A congressional subcommittee aimed at investigating financial fraud during the pandemic broadened its probe into online lending this week to include two of the most prominent processors of coronavirus assistance.
Rep. James Clyburn, D-S.C., chairman of the Select Subcommittee on the Coronavirus Crisis, sent letters to Blueacorn and Womply on Tuesday requesting information about fraud prevention. Both emerged as major players that fused tech and financing to speed up lending through the government’s Paycheck Protection Program.
Womply had no lending experience before COVID-19 and Blueacorn did not exist, yet together the companies captured more than $3 billion in fees – eclipsing their direct competitors.
The startups are not banks but worked as middlemen, marketing to struggling businesses and quickly approving loans with partner banks, backed by the Small Business Administration. The companies make their money through a government-paid fee for facilitating the loans.
“Unfortunately, many of these fees may have been earned by processing fraudulent or ineligible loan applications,” Clyburn wrote in his letter requesting a trove of internal compliance documents, including “emails, chat room logs and transcripts, direct electronic messages and minutes” that discussed financial crimes.
Womply worked with 17 lenders and processed 1.4 million loans totaling more than $20 billion of the government’s $800 billion program. Blueacorn processed at least $14 billion in loans, according to Clyburn.
In August, USA TODAY spotlighted a University of Texas, Austin paper that identified more than 1.8 million loans with indications of potential fraud by borrowers. Some of the most egregious examples cited by the researchers involved Kabbage, Womply and Blueacorn.
The Texas report outlined how borrowers, including criminals, could create fake companies with fake head counts and fake salaries to capture a slice of the pandemic assistance, facilitated by the largely automatic review of lenders.
“I am deeply troubled by reports alleging that financial technology (FinTech) lenders and their bank partners failed to adequately screen PPP loan applications for fraud,” Clyburn wrote. “This failure may have led to millions of dollars worth of FinTech-facilitated PPP loans being made to fraudulent, non-existent, or otherwise ineligible businesses.”

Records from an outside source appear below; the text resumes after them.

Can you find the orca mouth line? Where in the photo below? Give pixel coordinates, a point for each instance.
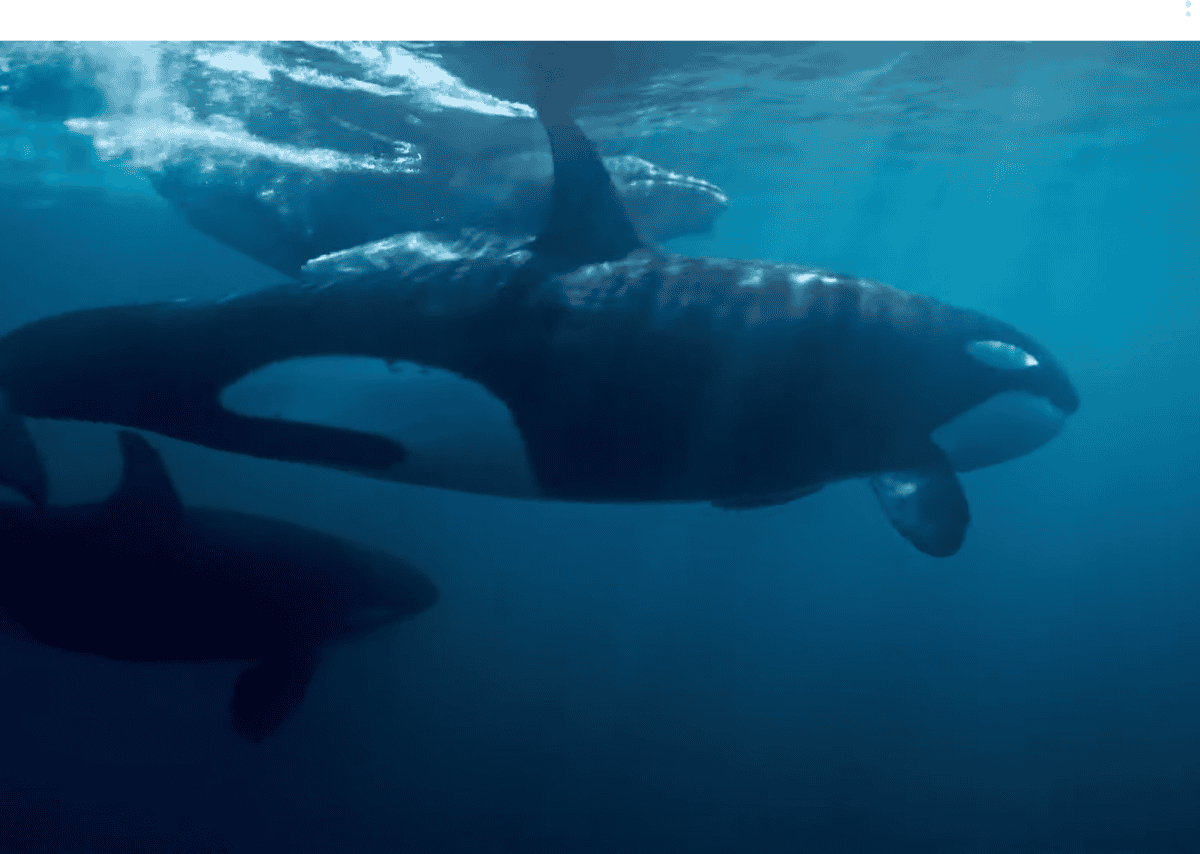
(1003, 427)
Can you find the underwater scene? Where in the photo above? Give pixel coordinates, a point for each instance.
(675, 447)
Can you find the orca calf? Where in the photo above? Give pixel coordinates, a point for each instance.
(583, 366)
(139, 577)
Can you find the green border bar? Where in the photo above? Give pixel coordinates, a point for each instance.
(708, 19)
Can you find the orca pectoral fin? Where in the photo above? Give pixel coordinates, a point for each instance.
(295, 441)
(268, 692)
(773, 500)
(21, 467)
(927, 506)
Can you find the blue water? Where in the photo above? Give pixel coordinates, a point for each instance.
(679, 678)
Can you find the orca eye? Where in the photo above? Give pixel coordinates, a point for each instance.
(1000, 355)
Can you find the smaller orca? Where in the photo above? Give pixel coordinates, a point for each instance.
(139, 577)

Fintechs have raised concerns throughout the pandemic among regulators at the SBA, Department of Justice and Congress. In February, Clyburn sent letters in his probe to Kabbage, BlueVine, Cross River Bank and Celtic Bank.
Clyburn gave Womply and Blueacorn until Nov. 26 to indicate whether they would cooperate with the requests.

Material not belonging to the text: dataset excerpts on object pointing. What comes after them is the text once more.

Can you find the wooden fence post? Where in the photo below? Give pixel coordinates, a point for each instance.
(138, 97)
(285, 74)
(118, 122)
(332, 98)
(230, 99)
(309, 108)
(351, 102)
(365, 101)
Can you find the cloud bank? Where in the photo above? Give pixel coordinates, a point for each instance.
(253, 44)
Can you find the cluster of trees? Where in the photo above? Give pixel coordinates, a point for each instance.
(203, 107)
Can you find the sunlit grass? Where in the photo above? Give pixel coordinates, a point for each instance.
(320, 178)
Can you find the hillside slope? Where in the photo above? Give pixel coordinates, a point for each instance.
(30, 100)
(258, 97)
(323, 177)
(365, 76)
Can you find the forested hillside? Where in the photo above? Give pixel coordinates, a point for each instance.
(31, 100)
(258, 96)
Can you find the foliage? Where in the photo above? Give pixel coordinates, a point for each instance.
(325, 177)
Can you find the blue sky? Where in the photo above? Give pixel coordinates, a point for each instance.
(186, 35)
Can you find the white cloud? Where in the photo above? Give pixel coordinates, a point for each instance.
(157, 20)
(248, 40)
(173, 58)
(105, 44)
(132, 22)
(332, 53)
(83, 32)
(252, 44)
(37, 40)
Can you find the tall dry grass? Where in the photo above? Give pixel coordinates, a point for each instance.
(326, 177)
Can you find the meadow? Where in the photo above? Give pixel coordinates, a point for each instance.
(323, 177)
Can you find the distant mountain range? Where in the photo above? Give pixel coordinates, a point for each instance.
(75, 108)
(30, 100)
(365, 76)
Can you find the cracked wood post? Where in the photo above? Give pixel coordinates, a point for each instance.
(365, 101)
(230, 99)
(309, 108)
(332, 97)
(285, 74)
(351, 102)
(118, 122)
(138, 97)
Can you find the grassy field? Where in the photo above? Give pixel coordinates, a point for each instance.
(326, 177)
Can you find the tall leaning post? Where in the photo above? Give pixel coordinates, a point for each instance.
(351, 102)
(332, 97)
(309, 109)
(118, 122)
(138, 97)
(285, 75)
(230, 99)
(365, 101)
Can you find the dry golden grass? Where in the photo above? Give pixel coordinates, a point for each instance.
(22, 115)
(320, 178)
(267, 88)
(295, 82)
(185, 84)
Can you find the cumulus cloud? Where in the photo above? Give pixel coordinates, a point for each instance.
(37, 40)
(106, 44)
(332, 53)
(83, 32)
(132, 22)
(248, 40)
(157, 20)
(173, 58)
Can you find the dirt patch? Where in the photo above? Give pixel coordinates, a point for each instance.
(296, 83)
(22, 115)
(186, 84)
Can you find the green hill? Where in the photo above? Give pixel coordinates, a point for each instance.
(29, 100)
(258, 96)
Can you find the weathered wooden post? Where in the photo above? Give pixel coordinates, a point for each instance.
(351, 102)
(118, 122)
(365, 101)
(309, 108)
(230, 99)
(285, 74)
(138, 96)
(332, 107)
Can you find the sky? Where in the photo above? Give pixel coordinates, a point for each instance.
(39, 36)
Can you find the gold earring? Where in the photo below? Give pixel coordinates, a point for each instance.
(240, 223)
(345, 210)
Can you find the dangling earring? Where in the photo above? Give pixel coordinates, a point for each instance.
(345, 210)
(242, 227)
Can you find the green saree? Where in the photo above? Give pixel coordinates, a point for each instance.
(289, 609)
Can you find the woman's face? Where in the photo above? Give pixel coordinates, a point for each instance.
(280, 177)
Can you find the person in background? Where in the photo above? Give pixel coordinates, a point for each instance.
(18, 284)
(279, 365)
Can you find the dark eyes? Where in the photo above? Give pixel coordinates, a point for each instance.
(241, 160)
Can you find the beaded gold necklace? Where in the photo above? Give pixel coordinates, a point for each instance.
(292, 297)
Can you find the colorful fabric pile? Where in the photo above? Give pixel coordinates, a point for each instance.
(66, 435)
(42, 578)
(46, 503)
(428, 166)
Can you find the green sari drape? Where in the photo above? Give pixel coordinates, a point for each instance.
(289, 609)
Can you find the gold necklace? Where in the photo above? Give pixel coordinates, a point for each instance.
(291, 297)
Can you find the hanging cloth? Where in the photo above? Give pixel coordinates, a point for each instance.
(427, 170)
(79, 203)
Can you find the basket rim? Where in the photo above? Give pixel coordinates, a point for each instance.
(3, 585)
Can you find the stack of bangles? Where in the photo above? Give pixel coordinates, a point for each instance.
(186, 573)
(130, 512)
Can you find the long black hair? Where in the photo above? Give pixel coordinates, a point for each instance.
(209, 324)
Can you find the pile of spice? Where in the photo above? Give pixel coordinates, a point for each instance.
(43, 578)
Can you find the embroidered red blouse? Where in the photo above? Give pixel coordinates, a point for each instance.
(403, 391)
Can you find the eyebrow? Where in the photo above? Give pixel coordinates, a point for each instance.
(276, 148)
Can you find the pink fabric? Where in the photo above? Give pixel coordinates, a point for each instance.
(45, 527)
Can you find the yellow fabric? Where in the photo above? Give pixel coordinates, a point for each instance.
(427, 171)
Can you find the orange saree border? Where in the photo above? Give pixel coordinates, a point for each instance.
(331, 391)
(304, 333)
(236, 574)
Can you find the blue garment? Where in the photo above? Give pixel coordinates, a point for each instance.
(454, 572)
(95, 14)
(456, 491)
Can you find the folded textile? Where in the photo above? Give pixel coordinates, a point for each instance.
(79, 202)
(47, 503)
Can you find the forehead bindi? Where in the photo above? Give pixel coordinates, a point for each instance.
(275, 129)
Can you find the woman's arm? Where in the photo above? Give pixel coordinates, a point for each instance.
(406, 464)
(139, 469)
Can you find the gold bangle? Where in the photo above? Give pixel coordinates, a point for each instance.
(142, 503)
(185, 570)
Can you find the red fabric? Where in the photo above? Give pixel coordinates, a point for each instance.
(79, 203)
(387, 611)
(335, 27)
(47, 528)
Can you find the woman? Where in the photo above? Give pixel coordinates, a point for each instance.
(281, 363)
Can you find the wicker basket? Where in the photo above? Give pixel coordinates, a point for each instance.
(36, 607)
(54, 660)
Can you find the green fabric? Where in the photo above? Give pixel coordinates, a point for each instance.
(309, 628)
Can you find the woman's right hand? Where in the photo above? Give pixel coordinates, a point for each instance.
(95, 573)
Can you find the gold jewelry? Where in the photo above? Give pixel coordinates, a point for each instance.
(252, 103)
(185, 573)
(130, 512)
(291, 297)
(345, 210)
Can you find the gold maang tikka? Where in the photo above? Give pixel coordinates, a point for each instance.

In a previous statement to USA TODAY, Blueacorn CEO Barry Calhoun said the company was “incredibly proud of the work we have undertaken to dramatically reduce fraud in the PPP program,” adding that it focused on serving a “traditionally overlooked population.” A spokeswoman said Tuesday the company would cooperate with the congressional inquiry.
Toby Scammell, founder and chief executive officer of Womply, called PPP “an imperfect program” that nonetheless succeeded in saving millions of small businesses.
“Womply helped the program succeed, and I am particularly proud that our efforts leveled the playing field, so America’s very small and minority-owned businesses were able to participate,” Scammell said Tuesday.
On its website, Womply directs anyone who suspects fraud to report it directly to the SBA. “We know the vast majority of PPP borrowers are deserving, eligible businesses,” it says. “We will seek to address potential fraud in a manner that minimizes the negative impacts to legitimate borrowers using our platform.”